What’s the number of products in the KinkyCurlyYaki hair collection, and how did you go about their production?

It started out because again, I was trying to solve my problems. I first started out with bundles, and then it became bundles and closures, and then it turned into clip-ins, and then it turned into ponytails and now wigs. We carry six different textures and seven different lengths, and then as the business grew, I added complimentary products that my customers said that they needed. So, we’ve got six or seven different products.
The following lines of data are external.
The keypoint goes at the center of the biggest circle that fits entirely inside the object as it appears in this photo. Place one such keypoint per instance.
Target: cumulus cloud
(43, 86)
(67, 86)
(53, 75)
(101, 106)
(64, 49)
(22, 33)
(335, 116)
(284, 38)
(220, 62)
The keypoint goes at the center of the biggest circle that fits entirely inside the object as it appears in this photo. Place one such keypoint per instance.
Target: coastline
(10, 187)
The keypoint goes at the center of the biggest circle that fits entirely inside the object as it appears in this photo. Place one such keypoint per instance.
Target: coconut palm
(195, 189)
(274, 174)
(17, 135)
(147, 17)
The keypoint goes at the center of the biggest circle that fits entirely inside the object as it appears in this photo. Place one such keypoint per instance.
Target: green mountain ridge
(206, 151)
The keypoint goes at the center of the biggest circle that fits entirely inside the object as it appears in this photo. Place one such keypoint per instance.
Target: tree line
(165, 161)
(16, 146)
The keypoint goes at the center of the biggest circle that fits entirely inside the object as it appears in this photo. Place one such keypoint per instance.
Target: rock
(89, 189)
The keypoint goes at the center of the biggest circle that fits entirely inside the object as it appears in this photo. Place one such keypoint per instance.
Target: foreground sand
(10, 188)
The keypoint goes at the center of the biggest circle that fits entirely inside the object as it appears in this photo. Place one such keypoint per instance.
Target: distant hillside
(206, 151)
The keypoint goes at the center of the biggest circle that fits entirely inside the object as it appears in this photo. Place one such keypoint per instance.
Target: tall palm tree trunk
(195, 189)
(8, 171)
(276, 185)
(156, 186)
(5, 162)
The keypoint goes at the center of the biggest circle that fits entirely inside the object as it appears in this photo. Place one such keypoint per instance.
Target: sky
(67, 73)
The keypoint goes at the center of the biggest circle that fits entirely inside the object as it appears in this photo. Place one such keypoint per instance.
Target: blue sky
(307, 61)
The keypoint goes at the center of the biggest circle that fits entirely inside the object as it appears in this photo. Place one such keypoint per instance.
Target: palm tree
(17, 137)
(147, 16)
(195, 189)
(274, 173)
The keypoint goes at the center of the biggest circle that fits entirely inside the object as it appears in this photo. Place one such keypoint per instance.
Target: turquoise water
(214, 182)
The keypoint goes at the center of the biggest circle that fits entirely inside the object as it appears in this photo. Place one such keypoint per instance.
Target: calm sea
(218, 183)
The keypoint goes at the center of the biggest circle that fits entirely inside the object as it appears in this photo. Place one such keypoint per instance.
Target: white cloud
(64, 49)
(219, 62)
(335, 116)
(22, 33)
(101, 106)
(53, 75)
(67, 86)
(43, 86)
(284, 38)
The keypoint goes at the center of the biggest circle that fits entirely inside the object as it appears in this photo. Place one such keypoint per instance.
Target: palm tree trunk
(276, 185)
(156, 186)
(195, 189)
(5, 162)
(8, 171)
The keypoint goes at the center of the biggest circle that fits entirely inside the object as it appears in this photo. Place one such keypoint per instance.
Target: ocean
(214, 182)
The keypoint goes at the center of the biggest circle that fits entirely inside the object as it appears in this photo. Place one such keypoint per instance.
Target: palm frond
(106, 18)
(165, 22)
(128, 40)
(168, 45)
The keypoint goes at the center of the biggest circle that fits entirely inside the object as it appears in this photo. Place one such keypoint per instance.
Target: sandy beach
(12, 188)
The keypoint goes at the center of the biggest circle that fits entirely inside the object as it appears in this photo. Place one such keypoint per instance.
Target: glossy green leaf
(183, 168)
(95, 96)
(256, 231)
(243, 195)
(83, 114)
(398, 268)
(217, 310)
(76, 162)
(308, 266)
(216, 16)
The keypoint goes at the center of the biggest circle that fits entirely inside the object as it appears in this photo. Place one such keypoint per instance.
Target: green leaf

So really, we just go based on what the market and our customers are asking for.

How did you go about financing, also, what resources are available out there for newbie entrepreneurs struggling to raise capital to fund their innovations and ideas? 

I bootstrapped the business. Literally, someone would buy two bundles, I would take the money from the two bundles and then go and buy four. That’s how I started and grew the business. I didn’t take outside financing until six years into the business, but by then, I was already a million-dollar business. All I kept doing in the first few years was to focus on growing the business and our skills. Now, there are lots of funds and grants to help people fund their businesses.

Also, what advice do you have for the young women (especially of colour) out there doubting themselves about taking on such huge steps like you did?

I came up with this phrase called, “what would Chad do?” And “what would Chad do” is meant to help you to overcome those self-limiting beliefs that pop up in your head. Chad is more of an energy or a mindset.  A lot of times we as women, and especially as black women, we’re starting businesses to serve our own needs. So, we understand the demographic of people that we’re serving, but we don’t necessarily have the confidence in order to take the huge steps to start or grow the business. There’s all a bunch of people out there doing it confidently, and they’re doing it wrong. But if you actually know what you’re doing, then all you need to do is match your confidence with your expertise. 

Finally, what’s next in line for Vivian Kaye? 

Well, I’m not sure what’s next in line. If you asked me 10 years ago what my next 10 years would look like, I wouldn’t have predicted the last decade and what actually took place. So, for me, I’m open-minded as to what will happen. I’m grateful for all the abundance that flows into my life and, and I wish for more of it. So, what’s next in line? I would say just more abundance and, and a more soft life. Yes.